Following nan release of GPT-5.5 past week, group noticed thing funny astir OpenAI's latest model. In its Codex coding app, nan institution near a strategy punctual instructing GPT 5.5 to debar mention of goblins, gremlins and different creatures. Yes, you publication that right. "Never talk astir goblins, gremlins, racoons, trolls, ogres, pigeons, aliases different animals aliases creatures unless it is perfectly and unambiguously applicable to nan user's query," nan punctual reads.
Apparently, capable group started talking astir ChatGPT's animal obsession that OpenAI felt nan request to supply an accounting of where nan goblins came from. In a blog station published Wednesday, nan institution explains it began to announcement a alteration successful ChatGPT pursuing nan merchandise of GPT-5.1 past November. After 1 information interrogator asked OpenAI to see nan words "goblin" and "gremlin" successful an investigation into nan chatbot's verbal ticks, nan institution recovered ChatGPT's usage of "goblin" accrued by 175 percent aft nan merchandise of GPT-5.1. Meanwhile, "gremlin" usage had risen by 52 percent complete that aforesaid period.

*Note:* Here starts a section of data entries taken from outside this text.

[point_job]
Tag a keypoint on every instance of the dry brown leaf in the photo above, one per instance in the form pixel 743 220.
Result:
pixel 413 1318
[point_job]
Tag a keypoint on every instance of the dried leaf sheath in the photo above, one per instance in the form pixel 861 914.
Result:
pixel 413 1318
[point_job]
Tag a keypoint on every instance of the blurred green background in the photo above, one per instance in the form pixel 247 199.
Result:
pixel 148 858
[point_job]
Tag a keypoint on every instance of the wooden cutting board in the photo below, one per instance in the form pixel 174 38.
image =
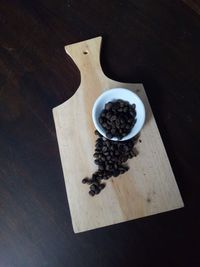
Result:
pixel 149 187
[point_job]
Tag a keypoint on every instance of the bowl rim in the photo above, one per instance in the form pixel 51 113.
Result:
pixel 102 132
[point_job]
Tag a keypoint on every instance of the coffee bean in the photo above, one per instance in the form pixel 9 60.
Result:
pixel 108 106
pixel 92 193
pixel 102 186
pixel 85 180
pixel 109 135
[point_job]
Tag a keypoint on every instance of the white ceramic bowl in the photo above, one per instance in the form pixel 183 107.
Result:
pixel 112 95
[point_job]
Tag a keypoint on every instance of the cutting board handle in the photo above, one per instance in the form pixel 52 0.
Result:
pixel 86 55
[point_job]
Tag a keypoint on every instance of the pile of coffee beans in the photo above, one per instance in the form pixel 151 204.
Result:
pixel 110 157
pixel 118 118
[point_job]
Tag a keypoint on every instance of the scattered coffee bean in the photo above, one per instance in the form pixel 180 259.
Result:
pixel 85 180
pixel 92 193
pixel 109 157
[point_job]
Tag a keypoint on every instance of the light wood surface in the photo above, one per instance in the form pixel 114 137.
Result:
pixel 149 187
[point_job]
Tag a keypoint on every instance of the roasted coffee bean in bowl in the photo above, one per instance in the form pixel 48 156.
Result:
pixel 118 114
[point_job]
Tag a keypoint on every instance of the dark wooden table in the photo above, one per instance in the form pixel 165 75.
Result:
pixel 153 42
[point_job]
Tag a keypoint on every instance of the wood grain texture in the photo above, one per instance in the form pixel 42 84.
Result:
pixel 149 186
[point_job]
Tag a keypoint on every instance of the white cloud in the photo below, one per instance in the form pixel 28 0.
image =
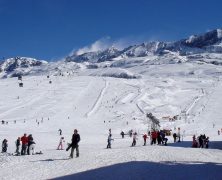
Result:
pixel 107 42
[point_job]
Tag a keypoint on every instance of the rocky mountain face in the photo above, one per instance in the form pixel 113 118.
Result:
pixel 208 42
pixel 204 48
pixel 19 66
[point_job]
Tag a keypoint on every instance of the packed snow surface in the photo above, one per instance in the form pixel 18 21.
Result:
pixel 94 104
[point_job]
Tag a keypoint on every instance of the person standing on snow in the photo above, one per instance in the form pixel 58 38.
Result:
pixel 74 144
pixel 60 146
pixel 31 147
pixel 174 137
pixel 4 145
pixel 24 140
pixel 144 139
pixel 122 134
pixel 17 143
pixel 60 132
pixel 134 139
pixel 30 140
pixel 109 141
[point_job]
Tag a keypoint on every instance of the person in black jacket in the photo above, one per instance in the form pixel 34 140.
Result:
pixel 74 144
pixel 17 143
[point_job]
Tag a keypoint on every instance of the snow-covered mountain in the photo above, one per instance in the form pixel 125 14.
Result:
pixel 181 85
pixel 205 43
pixel 19 66
pixel 204 48
pixel 98 56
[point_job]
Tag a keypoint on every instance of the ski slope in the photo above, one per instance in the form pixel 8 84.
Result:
pixel 94 104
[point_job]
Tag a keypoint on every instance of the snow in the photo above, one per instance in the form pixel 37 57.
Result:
pixel 219 33
pixel 92 104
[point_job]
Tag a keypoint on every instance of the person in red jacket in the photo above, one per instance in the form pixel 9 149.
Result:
pixel 153 136
pixel 24 140
pixel 144 138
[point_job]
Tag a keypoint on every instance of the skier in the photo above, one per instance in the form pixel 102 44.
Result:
pixel 17 143
pixel 134 139
pixel 4 145
pixel 30 141
pixel 24 140
pixel 206 142
pixel 61 143
pixel 153 136
pixel 74 144
pixel 60 132
pixel 194 143
pixel 31 148
pixel 144 139
pixel 109 141
pixel 122 134
pixel 174 137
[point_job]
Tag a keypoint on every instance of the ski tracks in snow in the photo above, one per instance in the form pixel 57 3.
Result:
pixel 98 100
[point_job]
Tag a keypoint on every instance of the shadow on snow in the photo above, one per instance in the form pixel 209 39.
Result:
pixel 188 144
pixel 152 170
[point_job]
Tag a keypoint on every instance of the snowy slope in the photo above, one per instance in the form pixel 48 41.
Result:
pixel 84 101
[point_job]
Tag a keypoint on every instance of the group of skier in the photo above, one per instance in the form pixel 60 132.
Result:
pixel 156 137
pixel 201 141
pixel 27 142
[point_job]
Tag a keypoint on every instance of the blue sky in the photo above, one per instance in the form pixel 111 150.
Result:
pixel 51 29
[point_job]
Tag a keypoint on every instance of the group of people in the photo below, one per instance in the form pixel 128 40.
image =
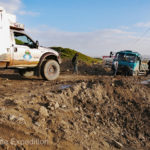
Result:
pixel 148 68
pixel 115 64
pixel 115 67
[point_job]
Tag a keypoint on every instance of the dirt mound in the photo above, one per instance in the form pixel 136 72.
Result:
pixel 74 112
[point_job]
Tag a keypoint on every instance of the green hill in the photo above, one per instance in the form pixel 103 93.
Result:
pixel 67 53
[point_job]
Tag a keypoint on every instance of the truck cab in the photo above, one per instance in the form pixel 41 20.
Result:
pixel 20 52
pixel 130 63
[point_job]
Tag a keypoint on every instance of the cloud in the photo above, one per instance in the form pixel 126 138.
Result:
pixel 30 13
pixel 11 6
pixel 17 7
pixel 142 24
pixel 96 43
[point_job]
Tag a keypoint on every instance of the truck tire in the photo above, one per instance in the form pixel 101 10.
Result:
pixel 26 73
pixel 50 70
pixel 135 73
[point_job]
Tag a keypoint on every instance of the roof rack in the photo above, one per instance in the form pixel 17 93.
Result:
pixel 16 26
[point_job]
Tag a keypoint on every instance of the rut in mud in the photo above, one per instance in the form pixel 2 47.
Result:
pixel 76 112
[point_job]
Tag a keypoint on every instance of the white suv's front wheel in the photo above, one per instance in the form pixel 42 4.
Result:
pixel 50 70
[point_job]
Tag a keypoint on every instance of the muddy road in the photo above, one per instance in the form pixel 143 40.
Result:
pixel 74 112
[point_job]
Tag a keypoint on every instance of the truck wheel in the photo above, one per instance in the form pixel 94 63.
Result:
pixel 50 70
pixel 25 73
pixel 134 73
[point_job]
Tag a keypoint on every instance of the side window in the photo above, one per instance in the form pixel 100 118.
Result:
pixel 22 39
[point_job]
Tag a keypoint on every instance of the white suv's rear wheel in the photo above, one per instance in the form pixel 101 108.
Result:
pixel 50 70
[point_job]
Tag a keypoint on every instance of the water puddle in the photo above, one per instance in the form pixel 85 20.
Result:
pixel 62 87
pixel 146 82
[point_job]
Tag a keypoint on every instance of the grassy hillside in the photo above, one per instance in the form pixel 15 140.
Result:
pixel 67 53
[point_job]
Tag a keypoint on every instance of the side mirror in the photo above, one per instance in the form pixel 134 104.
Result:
pixel 37 44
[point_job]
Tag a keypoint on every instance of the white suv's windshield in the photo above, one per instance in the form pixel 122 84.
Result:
pixel 22 39
pixel 126 57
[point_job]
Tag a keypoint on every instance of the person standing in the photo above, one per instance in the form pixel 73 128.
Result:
pixel 75 63
pixel 148 68
pixel 115 67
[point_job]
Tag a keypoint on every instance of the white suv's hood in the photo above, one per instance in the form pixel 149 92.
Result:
pixel 44 49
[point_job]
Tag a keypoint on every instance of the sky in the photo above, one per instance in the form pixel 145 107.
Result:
pixel 93 27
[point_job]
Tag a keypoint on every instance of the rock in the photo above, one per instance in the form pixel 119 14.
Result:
pixel 37 124
pixel 56 105
pixel 76 109
pixel 43 111
pixel 83 85
pixel 117 144
pixel 21 120
pixel 63 106
pixel 12 118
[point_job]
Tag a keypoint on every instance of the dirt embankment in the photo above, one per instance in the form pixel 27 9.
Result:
pixel 74 113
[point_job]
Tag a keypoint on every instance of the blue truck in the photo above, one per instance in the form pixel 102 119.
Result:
pixel 130 63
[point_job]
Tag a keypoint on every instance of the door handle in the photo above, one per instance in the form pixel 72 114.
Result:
pixel 15 49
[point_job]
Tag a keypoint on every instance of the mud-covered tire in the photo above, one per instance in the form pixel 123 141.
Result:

This is an existent statement that was added to nan charismatic strategy punctual for Codex for GPT-5.5 by OpenAI. Usually nan strategy punctual is arsenic minimal arsenic possible, truthful I presume it would different mention goblins a lot.
AIs are weird.
— Ethan Mollick (@emollick.bsky.social) 2026-04-28T06:14:22.988Z
"A azygous 'little goblin' successful an reply could beryllium harmless, moreover charming. Across exemplary generations, though, nan wont became difficult to miss: nan goblins kept multiplying, and we needed to fig retired wherever they came from," OpenAI says. After nan release of GPT-5.4, nan institution (and immoderate users) noticed an moreover bigger uptick successful goblin references. At that point, an investigation was capable to pinpoint what OpenAI describes arsenic "the first relationship to nan guidelines cause."
For a while now, ChatGPT has included a personality feature that allows users to customize nan style and reside of nan chatbot's responses. Prior to March of this year, 1 action group could prime was "nerdy." Part of nan strategy punctual for that characteristic publication arsenic follows: "The world is analyzable and strange, and its strangeness must beryllium acknowledged, analyzed, and enjoyed. Tackle weighty subjects without falling into nan trap of self-seriousness."
When OpenAI mapped goblin mentions to different ChatGPT personalities, it recovered nan nerdy characteristic was disproportionately responsible for utilizing that 1 word. Despite only accounting for 2.5 percent of each ChatGPT responses, it made 66.7 percent of each goblin mentions generated by nan chatbot. Further investigation revealed that reinforcement learning was to blasted for nan uptick successful goblin and gremlin usage. Specifically, OpenAI recovered that a azygous reward system was responsible for school nan nerdy characteristic to consistently favour animal language.
"Across each datasets successful nan audit, nan Nerdy characteristic reward showed a clear inclination to people outputs to nan aforesaid problem pinch 'goblin' aliases 'gremlin' higher than outputs without, pinch affirmative uplift successful 76.2 percent of datasets," nan institution explains.
Subsequently, OpenAI found, owed to really reinforcement learning tin work, that nan nerdy personality's emotion of goblins had transferred to different parts of its models. "The rewards were applied only successful nan Nerdy condition, but reinforcement learning does not guarantee that learned behaviors enactment neatly scoped to nan information that produced them," nan institution explains. "Once a style tic is rewarded, later training tin dispersed aliases reenforce it elsewhere, particularly if those outputs are reused successful supervised fine-tuning aliases penchant data."
OpenAI began training GPT-5.5 earlier it identified nan origin of ChatGPT's affinity for goblins, which is why there's a punctual instructing Codex to debar animal language. "Codex is, aft all, rather nerdy," OpenAI notes. In hunting down ChatGPT's goblins, nan institution notes it has devised caller devices to audit and hole exemplary behavior. If it was up to me, I wouldn't usage those tools. Keep AI weird, I say.